Ex-Official Reveals Trump Just Wants to Make Things Go Boom
Apparently, Donald Trump’s top priority is blowing stuff up.

Donald Trump’s obsession with blowing stuff up is nothing new, according to his former staffers.
The president “fantasized quite openly” about detonating bombs during his first term, according to Miles Taylor, who served as Department of Homeland Security chief of staff at the time.
“I will tell you very honestly, Trump, in the first term, at least when I was there, fantasized quite openly to advisers about wanting to blow up bombs,” Taylor told CNN Thursday. “It wasn’t more complicated than that, he didn’t have this 3D-chess strategy. He wanted to see bombs blown up.”
The president directed his administration Wednesday to resume nuclear weapons testing, in apparent violation of the Comprehensive Nuclear Test Ban Treaty of 1996. Russia—which has the largest nuclear arsenal in the world—immediately reacted, warning that it “would follow suit” if the U.S. moves forward with the revised military policy.

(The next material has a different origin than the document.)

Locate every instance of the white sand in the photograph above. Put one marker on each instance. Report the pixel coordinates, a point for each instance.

Taylor recalled a distressed White House situation room meeting in 2017 during Trump’s game of brinksmanship with North Korean dictator Kim Jong Un, after which top administration officials warned that the U.S. could enter war at any moment due to Trump’s flagrant tweets.

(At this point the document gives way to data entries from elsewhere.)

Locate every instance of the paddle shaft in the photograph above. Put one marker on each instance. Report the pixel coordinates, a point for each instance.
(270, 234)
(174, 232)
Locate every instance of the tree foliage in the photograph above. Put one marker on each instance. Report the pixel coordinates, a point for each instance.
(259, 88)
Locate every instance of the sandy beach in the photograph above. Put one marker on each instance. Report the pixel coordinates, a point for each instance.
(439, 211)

“Anyone who thought that there was some sophisticated strategy to try and intimidate Kim didn’t know the truth,” Taylor said. “Which was that, the president was freestyling. It was scaring his team. The secretary of defense walked out of one of those meetings and turned to us at the Department of Homeland Security and said, ‘I hope you are preparing for the United States to go to war.’”
Taylor drew national attention in 2018 when he anonymously penned an op-ed for The New York Times claiming to be part of the internal “resistance” against Trump’s agenda, lumping himself in with a group of senior officials who did not believe Trump was fit for the nation’s highest office. He has since written several books assessing Trump’s behavior in the White House that revealed intimate insider accounts.

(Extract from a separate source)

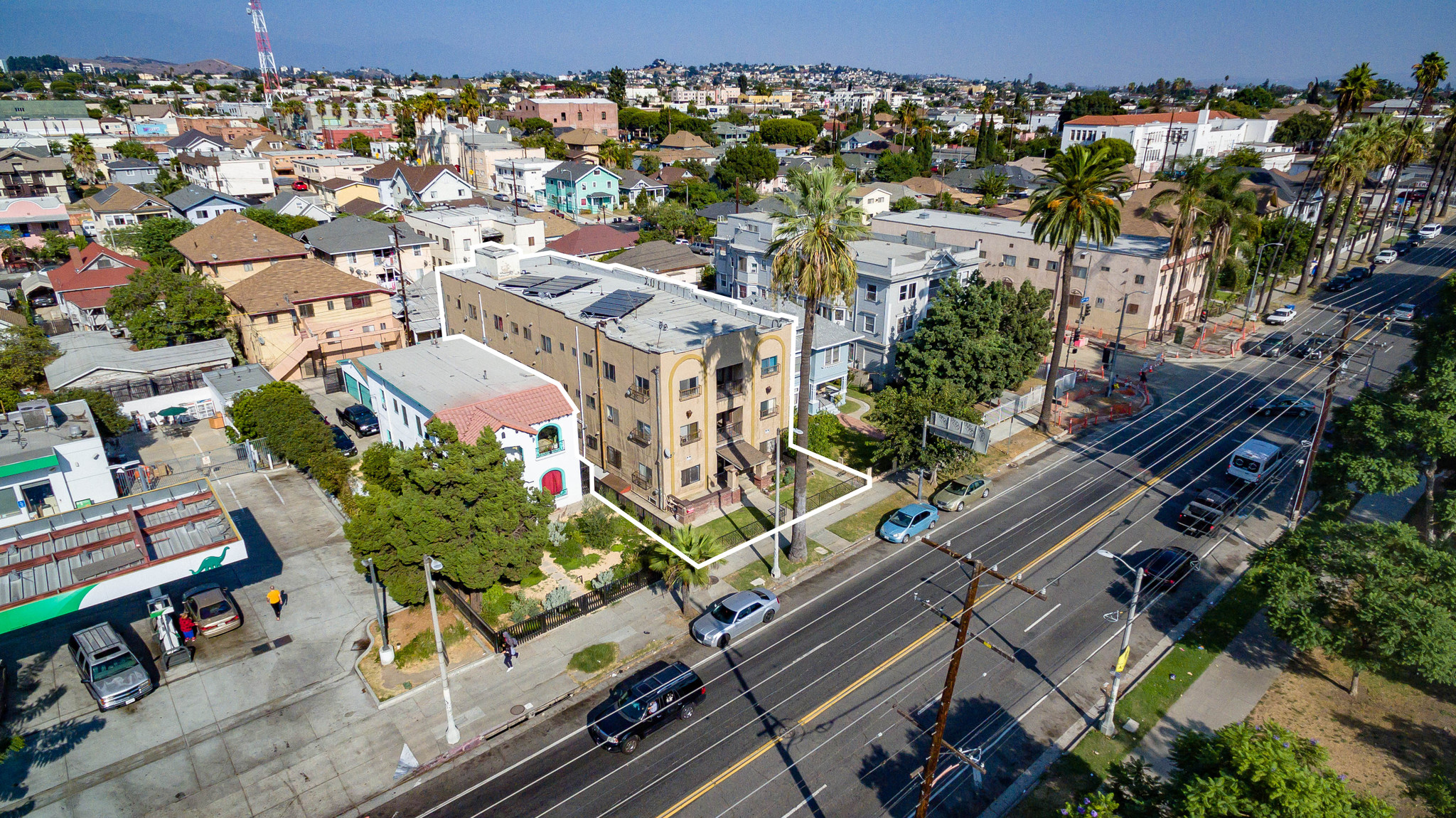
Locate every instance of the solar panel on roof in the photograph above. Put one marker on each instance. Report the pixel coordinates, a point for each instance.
(616, 304)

Just 10 months into his second term, Trump has already illustrated a lackadaisical attitude toward unwarranted explosions. Earlier this month, Trump threw a parade in California to celebrate the Marine Corp’s 250th anniversary—a month before the actual anniversary date, and conveniently timed to coincide with the nationwide No Kings protests. The most controversial element of the plan, however, involved plans to shoot live ordnance over sections of Interstate 5 toward Camp Pendleton in San Diego County. During the display, shrapnel ended up hitting vehicles in Vice President JD Vance’s motorcade.
And during a trip to Japan earlier this week, Trump’s team pressured the Navy to launch 2,000-pound live bombs during a military demonstration, instead of dummy explosives. The Navy did use live bombs, although the White House later said that had always been the plan.